A careful history, physical examination, review of medications and allergies, use of sterile measures, and proper selection of patients, equipment, and medications, along with proper positioning and injection approach, may minimize complications. Care should be taken to avoid injecting too much volume into the knee joint.

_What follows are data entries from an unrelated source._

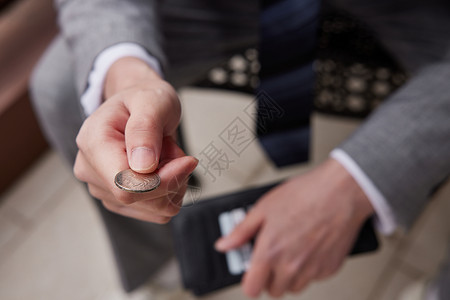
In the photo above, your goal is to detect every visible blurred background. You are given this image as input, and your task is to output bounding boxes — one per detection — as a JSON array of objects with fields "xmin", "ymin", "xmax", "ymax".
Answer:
[{"xmin": 0, "ymin": 0, "xmax": 450, "ymax": 300}]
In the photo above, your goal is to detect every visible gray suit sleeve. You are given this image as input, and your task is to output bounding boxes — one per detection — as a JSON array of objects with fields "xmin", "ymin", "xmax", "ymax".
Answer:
[
  {"xmin": 55, "ymin": 0, "xmax": 165, "ymax": 95},
  {"xmin": 340, "ymin": 60, "xmax": 450, "ymax": 228}
]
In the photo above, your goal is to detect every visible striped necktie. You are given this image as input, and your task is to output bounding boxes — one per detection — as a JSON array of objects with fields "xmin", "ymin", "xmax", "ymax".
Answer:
[{"xmin": 256, "ymin": 0, "xmax": 320, "ymax": 167}]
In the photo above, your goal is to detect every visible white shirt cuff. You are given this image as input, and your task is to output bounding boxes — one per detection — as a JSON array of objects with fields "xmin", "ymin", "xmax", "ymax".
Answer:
[
  {"xmin": 330, "ymin": 149, "xmax": 397, "ymax": 235},
  {"xmin": 80, "ymin": 43, "xmax": 162, "ymax": 116}
]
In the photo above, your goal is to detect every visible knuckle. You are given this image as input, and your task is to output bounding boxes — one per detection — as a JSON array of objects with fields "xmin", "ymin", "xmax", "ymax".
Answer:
[
  {"xmin": 102, "ymin": 200, "xmax": 119, "ymax": 213},
  {"xmin": 283, "ymin": 262, "xmax": 299, "ymax": 277},
  {"xmin": 166, "ymin": 204, "xmax": 181, "ymax": 217},
  {"xmin": 153, "ymin": 216, "xmax": 172, "ymax": 225},
  {"xmin": 114, "ymin": 191, "xmax": 134, "ymax": 205},
  {"xmin": 72, "ymin": 162, "xmax": 85, "ymax": 182}
]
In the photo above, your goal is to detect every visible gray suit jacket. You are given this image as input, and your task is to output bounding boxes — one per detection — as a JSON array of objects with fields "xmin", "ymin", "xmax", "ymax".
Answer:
[{"xmin": 56, "ymin": 0, "xmax": 450, "ymax": 230}]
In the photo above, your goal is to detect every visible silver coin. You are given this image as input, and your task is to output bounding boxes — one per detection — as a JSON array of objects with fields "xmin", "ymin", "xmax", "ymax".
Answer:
[{"xmin": 114, "ymin": 169, "xmax": 161, "ymax": 193}]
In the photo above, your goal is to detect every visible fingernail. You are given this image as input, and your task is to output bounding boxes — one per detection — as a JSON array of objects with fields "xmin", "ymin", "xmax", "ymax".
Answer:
[
  {"xmin": 130, "ymin": 147, "xmax": 156, "ymax": 172},
  {"xmin": 214, "ymin": 238, "xmax": 228, "ymax": 252}
]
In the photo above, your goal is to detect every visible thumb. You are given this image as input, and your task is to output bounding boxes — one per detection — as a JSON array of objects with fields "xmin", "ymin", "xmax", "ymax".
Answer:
[
  {"xmin": 125, "ymin": 105, "xmax": 164, "ymax": 173},
  {"xmin": 214, "ymin": 209, "xmax": 263, "ymax": 252}
]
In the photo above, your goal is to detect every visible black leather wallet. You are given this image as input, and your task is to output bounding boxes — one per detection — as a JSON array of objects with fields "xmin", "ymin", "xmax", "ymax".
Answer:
[{"xmin": 172, "ymin": 184, "xmax": 378, "ymax": 296}]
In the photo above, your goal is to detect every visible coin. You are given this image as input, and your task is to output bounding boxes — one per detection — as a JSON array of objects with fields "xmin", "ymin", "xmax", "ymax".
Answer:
[{"xmin": 114, "ymin": 169, "xmax": 161, "ymax": 193}]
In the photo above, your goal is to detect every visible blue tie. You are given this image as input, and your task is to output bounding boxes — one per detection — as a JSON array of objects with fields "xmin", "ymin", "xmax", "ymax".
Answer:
[{"xmin": 256, "ymin": 0, "xmax": 320, "ymax": 167}]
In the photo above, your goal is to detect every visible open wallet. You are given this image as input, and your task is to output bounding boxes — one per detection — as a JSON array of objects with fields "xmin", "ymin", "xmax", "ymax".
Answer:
[{"xmin": 171, "ymin": 184, "xmax": 378, "ymax": 296}]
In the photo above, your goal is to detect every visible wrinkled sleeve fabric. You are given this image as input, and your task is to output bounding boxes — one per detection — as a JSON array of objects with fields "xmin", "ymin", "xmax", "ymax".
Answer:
[
  {"xmin": 339, "ymin": 59, "xmax": 450, "ymax": 228},
  {"xmin": 80, "ymin": 43, "xmax": 163, "ymax": 116},
  {"xmin": 55, "ymin": 0, "xmax": 166, "ymax": 96}
]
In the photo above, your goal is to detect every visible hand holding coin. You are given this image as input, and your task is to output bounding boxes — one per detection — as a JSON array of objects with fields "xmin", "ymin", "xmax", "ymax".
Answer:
[{"xmin": 114, "ymin": 169, "xmax": 161, "ymax": 193}]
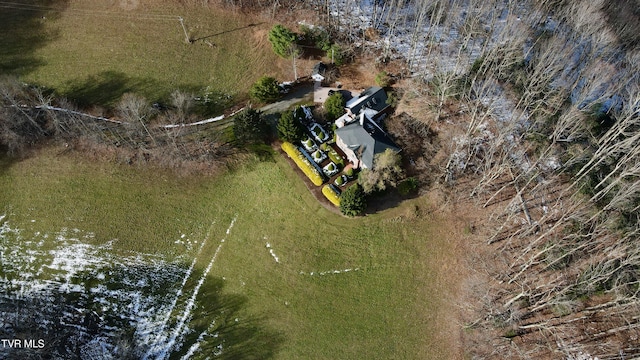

Ultrasonographic or fluoroscopic guidance may be used to improve the accuracy of injection into the knee joint.
In a systematic review and meta-analysis of high-quality randomized controlled trials with a low risk of bias, Richette et al found that intra-articular hyaluronic acid had a moderate but real beneficial effect in patients with knee osteoarthritis.
A 2015 Cochrane review assessing the use of intra-articular corticosteroid injections for knee osteoarthritis suggested that the effects of this modality decreased over time and was unable to document remaining effects 6 months after injection.
A systematic review by Meheux found that in patients with symptomatic knee osteoarthritis, intra-articular injection of PRP yielded significant clinical improvements for as long as 12 months. At 3-12 months post injection, PRP wa associated with significantly better clinical outcomes and Western Ontario and McMaster Universities Osteoarthritis Index (WOMAC) scores than hyaluronic acid was.